According to Kevin Hatch, the Eagles' defense didn't show much, either.

"We did a lot of our base coverages, just to prove to ourselves we can run our base stuff," said the senior free safety, who picked off a pair of passes and had an hand in six tackles. "We threw in some blitze here and there, but it pretty much came down to making sure we can run our base stuff."

ON OVERBAY BECOMING A BIGGER PART OF THE PASSING GAME

At 6-foot-5, the 270-pound senior tight end presents plenty of problems for opposing defenses, and, in my opinion, even more still untapped opportunities for the Eagles' offense.  After averaging just a little over two catches per game last fall, the former prep standout  from Chehalis, hauled down four passes on Saturday, including touchdown tosses from 20 and 21 yards out.

"He's one of those guys who has, maybe, been under untilized a little bit the last couple of years," Nichols said, "and I think he's going to surprise a lot of people with his abilities this year.

"He's a huge target; one of those kind of guys you can just throw the ball up in the air to and know he's going to get to it.  He sure makes my job a lot easier. He's going to do great things for us this year."

Overbay said he worked hard during the off season to become "faster and more athletic.

"And it paid off," he added.

ON THE PLAY OF EASTERN'S YOUNG OFFENSIVE LINE

It was difficult to keep tabs on who was playing where at any one time on the Eagles' youthful defensive front, where freshmen Paul Ena, Will Katoa and Jerry Ceja were part of the regular rotation, along with redshirt freshman Evan Cook and sophomores David Miles and Charles Moetului.

But whatever combination was on the field, the Eags seemed to be able to put some decent pressure on Josh Riddell, the Wolves' senior quarterback, while still protecting the running lanes.

Baldwin seemed pleased with the performance of his defensive line and hinted rather strongly that the heavy substitution pattern that was so prevalent on Saturday will remain a part of the Eagles' defensive game plan.

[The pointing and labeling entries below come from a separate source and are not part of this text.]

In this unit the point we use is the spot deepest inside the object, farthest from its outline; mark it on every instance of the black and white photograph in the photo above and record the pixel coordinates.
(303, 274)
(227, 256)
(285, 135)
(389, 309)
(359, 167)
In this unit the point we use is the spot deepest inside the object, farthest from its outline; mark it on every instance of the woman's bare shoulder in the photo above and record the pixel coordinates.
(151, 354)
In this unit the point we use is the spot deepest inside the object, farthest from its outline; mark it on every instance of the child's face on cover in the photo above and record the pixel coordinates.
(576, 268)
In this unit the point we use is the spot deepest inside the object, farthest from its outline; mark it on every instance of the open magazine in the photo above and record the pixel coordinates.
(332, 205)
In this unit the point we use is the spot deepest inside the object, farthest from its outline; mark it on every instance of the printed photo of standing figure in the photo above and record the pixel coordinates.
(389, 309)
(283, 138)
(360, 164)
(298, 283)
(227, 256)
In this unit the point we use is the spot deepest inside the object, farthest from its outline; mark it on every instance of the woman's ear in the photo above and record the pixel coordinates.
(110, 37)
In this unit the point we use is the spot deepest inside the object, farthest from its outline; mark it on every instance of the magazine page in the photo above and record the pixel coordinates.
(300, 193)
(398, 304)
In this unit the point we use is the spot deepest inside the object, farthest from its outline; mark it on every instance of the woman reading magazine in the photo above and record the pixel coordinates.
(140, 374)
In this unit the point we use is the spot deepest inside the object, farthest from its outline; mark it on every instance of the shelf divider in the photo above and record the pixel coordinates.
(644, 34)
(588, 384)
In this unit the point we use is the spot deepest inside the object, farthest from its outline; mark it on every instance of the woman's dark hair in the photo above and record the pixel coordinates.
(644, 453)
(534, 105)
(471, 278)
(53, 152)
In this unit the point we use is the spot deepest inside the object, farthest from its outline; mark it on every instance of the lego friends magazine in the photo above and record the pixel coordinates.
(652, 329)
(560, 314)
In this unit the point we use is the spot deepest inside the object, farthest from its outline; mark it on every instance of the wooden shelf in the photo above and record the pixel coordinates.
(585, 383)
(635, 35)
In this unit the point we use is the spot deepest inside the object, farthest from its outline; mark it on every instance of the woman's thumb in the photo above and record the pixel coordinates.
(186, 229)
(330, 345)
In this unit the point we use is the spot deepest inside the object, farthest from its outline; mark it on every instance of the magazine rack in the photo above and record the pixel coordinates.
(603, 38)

"I'm going to have to go back and watch film, but I think their effort was good," he said of the young men who man his defensive front. "I know they were fighting and scrapping and drawing holds, just because they were working so hard, and they wer flushing the quarterback.

"Realistically, we knew we lost some senior linemen, including the player of the year in the country (Greg Peach), so we're going to go to more of a defensive-line-by-committee this year. It's going to be, sometimes, where eight or nine guys are ready to stay fresh and keep running in and out.

"That's been our plan all camp, and that going to be our plan all year -- that we're not going to have a lot of d-linemen playing more than 30 or 40 snaps in a game."